Pas sûr toutefois que cette promesse aille au-delà de l'impôt sur le revenu. Interrogé sur le projet, apparu ces derniers jours, de créer une surtaxe d'habitation sur les résidences secondaires peu occupées dans les zones tendues, François Hollande n'a d'ailleurs pas critiqué cette initiative, supposée libérer des logements, notamment à Paris. Sans compter que le premier ministre a annoncé aujourd'hui que la possibilité donnée aux départements de relever leurs droits de mutation à titre onéreux (ou «frais de notaires») de 3,8 % à 4,5 %, censée être limitée à deux ans, serait désormais sanctuarisée.

Le chef de l'État n'a pas non plus pu prouver que les hausses massives d'impôts depuis son arrivée au pouvoir avaient réellement servi à quelque chose, se contentant d'expliquer que le déficit public était passé de 5,2 % du PIB en 2012 à 4,4 % cette année, bien loin toutefois de la prévision initiale.

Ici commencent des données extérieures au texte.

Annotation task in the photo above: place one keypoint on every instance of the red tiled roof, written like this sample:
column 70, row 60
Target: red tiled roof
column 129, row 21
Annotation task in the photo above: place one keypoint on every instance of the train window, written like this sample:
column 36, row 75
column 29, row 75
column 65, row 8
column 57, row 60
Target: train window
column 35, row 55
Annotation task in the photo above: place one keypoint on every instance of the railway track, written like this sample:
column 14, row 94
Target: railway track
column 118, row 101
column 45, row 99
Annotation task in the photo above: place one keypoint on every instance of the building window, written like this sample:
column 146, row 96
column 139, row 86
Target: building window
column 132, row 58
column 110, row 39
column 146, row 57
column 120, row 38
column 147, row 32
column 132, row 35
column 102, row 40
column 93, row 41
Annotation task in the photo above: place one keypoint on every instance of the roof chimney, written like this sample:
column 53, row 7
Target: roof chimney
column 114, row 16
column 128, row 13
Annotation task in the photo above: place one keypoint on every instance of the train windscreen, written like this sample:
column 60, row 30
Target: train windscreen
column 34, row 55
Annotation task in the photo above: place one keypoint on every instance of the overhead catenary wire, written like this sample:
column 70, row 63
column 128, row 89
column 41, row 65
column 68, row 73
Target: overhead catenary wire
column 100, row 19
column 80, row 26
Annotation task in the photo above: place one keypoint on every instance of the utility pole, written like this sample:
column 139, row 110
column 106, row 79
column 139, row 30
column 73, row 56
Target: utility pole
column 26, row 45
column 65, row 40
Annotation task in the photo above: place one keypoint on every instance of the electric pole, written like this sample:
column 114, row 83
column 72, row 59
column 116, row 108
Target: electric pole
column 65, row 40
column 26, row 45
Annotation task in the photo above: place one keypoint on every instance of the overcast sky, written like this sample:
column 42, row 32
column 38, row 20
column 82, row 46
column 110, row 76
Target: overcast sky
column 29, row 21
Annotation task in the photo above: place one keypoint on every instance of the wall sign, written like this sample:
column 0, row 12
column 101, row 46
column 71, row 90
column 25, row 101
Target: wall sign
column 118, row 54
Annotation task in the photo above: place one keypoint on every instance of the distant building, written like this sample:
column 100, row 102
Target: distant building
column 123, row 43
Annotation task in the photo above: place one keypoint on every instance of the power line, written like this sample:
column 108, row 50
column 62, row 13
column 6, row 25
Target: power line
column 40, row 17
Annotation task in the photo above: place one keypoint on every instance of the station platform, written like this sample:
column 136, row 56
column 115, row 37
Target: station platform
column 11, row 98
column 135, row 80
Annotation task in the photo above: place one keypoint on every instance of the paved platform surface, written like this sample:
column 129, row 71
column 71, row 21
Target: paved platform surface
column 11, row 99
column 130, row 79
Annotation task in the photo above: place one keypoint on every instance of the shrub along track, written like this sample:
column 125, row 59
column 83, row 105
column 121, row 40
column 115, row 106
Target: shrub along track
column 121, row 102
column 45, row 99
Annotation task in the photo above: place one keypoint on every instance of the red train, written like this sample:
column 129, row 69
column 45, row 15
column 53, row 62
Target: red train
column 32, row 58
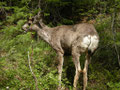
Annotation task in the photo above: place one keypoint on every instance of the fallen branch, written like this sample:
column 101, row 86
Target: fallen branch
column 36, row 81
column 114, row 37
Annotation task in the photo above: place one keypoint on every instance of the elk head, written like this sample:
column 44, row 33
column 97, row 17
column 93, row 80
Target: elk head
column 31, row 25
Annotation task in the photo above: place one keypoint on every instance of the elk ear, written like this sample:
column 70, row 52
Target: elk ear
column 32, row 19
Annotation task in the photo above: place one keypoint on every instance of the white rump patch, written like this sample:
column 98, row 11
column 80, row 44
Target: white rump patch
column 90, row 42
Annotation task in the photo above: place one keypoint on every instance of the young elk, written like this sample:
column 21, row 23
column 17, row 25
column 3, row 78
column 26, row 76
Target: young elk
column 73, row 39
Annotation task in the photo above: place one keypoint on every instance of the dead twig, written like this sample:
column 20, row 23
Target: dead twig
column 36, row 81
column 114, row 36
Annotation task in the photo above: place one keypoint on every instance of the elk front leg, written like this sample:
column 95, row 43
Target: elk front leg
column 75, row 58
column 85, row 71
column 60, row 65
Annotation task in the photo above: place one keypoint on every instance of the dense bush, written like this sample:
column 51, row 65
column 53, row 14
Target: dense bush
column 103, row 73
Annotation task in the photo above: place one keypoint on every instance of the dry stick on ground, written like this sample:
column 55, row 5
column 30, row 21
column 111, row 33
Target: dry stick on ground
column 114, row 35
column 36, row 81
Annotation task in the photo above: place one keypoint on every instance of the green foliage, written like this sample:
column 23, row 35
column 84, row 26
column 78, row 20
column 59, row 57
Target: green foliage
column 15, row 74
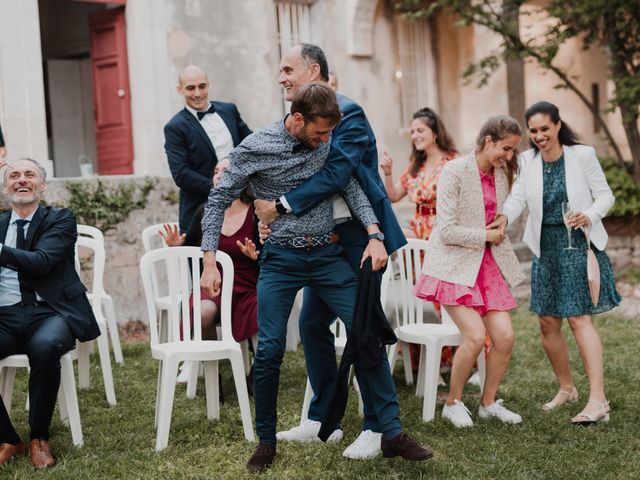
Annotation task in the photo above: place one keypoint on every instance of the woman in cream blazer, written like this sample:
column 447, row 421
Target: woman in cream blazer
column 466, row 264
column 556, row 170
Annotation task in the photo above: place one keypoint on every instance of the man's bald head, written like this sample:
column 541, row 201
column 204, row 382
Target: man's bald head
column 191, row 71
column 193, row 85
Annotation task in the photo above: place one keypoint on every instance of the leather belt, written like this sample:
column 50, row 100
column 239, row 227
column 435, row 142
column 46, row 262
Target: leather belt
column 424, row 209
column 308, row 242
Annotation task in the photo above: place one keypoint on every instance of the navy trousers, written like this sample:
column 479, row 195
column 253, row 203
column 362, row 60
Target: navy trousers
column 381, row 408
column 44, row 336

Côté compétitivité, le locataire de l'Élysée a sans surprise défendu le socle de sa politique économique: le pacte de responsabilité, qui prévoit 41 milliards d'euros de baisse de fiscalité et de charges pour les entreprises d'ici à 2017. Mais, chose nouvelle, il a promis que le crédit d'impôt compétitivité (CICE), qui en est un élément clé , après avoir atteint son plein régime (20 milliards d'allégement de coût du travail), sera transformé «en baisse de cotisations sociales pérennes», à partir de 2017. Le Président avait évoqué cette hypothèse lors de l'annonce de son pacte de son pacte de responsabilité (qui comprend d'autres baisses de charges) en janvier, avant d'y renoncer. La date est lointaine, mais cette nouvelle devrait satisfaire les chefs d'entreprise, qui, pour la plupart, auraient préféré cette solution dès le départ.